Ai magistrati affida un ricordo: «E’ uscito un articolo sull’Espresso e Luca Parnasi e Gianluca Talone parlavano e mi sembravano piuttosto preoccupati. Ho chiesto a Talone il quale mi ha detto che non poteva parlarmene – spiega – Ho poi saputo da Mangosi che sarebbe uscito un articolo per alcuni finanziamenti fatti alla Lega. Tutti erano in subbuglio e se non ricordo male Gianluca avrebbe dovuto parlare con qualcuno dei beneficiari. lo ho pensato che quel finanziamento non poteva essere fatto.
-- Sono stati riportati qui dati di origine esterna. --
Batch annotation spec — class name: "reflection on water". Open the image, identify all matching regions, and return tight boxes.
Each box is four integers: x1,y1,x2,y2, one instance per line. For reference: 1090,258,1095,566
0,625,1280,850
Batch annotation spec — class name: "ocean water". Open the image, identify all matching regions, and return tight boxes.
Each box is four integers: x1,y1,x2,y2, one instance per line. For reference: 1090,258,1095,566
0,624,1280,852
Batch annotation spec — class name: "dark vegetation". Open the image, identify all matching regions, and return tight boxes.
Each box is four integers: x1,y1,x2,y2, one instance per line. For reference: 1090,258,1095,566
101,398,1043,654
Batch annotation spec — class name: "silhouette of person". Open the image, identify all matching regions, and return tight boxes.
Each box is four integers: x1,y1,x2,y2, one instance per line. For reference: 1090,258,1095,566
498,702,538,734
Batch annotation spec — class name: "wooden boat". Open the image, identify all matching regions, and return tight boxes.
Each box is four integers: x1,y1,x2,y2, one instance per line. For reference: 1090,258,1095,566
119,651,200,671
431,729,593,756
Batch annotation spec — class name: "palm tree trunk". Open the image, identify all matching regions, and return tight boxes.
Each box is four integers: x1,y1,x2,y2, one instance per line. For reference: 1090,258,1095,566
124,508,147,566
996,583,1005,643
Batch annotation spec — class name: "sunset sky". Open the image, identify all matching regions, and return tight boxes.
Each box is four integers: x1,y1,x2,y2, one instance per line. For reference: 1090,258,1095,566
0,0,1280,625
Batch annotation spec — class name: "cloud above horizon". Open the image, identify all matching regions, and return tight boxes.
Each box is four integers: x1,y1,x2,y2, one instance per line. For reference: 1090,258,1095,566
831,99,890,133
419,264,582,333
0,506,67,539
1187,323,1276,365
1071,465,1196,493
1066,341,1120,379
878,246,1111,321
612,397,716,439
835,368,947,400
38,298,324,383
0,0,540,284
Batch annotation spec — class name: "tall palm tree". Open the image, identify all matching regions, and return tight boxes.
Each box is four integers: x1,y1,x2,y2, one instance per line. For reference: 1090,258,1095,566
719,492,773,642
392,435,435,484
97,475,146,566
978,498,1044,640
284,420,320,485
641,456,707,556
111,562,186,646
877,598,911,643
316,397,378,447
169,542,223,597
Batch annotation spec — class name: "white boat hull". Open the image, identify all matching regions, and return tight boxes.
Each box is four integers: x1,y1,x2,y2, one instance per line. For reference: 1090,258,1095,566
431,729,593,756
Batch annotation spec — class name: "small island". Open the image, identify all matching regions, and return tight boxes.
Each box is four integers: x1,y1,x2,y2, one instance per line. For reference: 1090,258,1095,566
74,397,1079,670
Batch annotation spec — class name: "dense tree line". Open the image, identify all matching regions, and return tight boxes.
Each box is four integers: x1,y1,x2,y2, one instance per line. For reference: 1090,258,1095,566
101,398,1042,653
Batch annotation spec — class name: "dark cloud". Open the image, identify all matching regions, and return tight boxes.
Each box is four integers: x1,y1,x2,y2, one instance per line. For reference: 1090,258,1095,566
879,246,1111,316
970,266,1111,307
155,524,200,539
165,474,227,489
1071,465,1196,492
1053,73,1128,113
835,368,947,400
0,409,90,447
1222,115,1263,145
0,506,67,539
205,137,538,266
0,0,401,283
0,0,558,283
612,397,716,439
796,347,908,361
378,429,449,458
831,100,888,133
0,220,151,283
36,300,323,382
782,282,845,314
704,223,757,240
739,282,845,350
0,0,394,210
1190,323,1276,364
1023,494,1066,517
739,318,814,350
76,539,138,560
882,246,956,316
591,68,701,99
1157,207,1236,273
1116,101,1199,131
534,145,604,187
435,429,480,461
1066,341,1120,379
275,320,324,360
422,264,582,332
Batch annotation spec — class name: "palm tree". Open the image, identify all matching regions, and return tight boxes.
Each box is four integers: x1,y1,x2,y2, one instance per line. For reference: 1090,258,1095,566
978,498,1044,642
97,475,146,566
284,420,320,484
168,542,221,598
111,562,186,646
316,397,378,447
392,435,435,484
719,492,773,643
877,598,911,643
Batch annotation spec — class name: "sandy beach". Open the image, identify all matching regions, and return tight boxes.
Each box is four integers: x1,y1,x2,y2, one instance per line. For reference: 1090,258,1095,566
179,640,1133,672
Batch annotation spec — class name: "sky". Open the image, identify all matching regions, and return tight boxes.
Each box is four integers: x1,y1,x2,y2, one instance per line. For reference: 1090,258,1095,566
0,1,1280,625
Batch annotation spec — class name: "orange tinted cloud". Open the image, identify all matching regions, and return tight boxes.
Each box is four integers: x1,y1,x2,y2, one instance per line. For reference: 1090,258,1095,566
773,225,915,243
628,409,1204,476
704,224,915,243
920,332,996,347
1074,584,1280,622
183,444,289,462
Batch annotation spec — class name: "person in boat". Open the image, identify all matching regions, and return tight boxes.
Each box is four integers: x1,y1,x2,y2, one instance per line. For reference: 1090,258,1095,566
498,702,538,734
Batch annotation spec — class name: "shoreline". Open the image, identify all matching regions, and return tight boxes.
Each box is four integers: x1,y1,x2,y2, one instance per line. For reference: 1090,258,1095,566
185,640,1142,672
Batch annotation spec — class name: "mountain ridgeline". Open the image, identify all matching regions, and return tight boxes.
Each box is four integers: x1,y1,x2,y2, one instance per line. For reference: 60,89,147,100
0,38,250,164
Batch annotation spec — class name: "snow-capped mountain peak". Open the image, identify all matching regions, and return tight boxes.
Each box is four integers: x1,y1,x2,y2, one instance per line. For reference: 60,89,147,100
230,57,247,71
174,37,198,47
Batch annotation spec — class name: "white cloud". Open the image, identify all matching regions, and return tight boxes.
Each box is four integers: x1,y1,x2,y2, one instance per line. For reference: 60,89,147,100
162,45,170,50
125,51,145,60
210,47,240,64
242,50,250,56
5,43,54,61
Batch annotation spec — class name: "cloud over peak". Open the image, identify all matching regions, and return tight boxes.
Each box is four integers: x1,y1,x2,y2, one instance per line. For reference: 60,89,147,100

La situazione si è poi risolta e il giorno seguente erano tutti molto tranquilli». Ai pm la testimone ha confermato il rapporto con San Mauro e quello con il direttore della Soprintendenza archeologica di Roma, Francesco Prosperetti, ma «solo per le lettere inviate in relazione alla Tribuna di Tor di Valle».
Ha contezza dell’agenda di Parnasi. Fogli che raccontano 3 appuntamenti con l’ex consigliere regionale Adriano Palozzi. E spiega: «Non mi risultano erogazioni liberali in favore di Palozzi». Michele Civita invece al gip ha ammesso che «il mio errore di aver chiesto a Parnasi di aiutare mio figlio per intraprendere un’attività professionale, per me la vicenda dello Stadio era chiusa». Al Dg della Roma invece i pm hanno chiesto dell’avvocato Lanzalone: «Ci è stato presentato dall’amministrazione comunale, e specificamente dalla sindaca, come il loro consulente che si occupava degli aspetti tecnico amministrativi del dossier stadio, e in tale qualità guidava la delegazione del Comune». Lanzalone si sarebbe interfacciato con la società «fino al momento in cui è stato arrestato era lui il nostro interlocutore per conto del Comune». Una versione simile a quella fornita dal Dg del Comune Franco Giampaoletti.
Arrivano le prime ammissioni. Luca Caporilli, uno dei più stretti collaboratori di Luca Parnasi, ieri ha risposto per oltre sei ore alle domande del pm Barbara Zuin. Recluso da una settimana nel carcere Regina Coeli con l’accusa di far parte di un’associazione a delinquere guidata dal costruttore che vuole realizzare il nuovo stadio della Roma a Tor di Valle, Caporilli ha ammesso che Parnasi foraggiava i politici di tutti gli schieramenti (5 Stelle compresi), con l‘obiettivo di farseli «amici» e di ottenere da loro vantaggi che potessero tornare utili ai suoi progetti imprenditoriali. Il funzionario della società Eurnova, assistito dagli avvocati Pierpaolo Dell’Anno e Michelangelo Curti, ha confermato anche la tesi della Procura sul ruolo di Luca Lanzalone: «Per noi il referente del Comune era lui. Alle 4-5 riunioni in Campidoglio a cui ho partecipato, era sempre presente Lanzalone». Secondo quanto accertato dai carabinieri del Nucleo investigativo, Caporilli, nell’ambito del progetto sullo stadio, «curava per conto del capo, i rapporti con le figure professionali ingaggiate per la mediazione illecita con i funzionari della Sovrintendenza e del Mibact, ovvero nel gestire le operazioni corruttive riguardanti Daniele Leoni, Paolo Ferrara, Giampaolo Gola e Luca Lanzalone».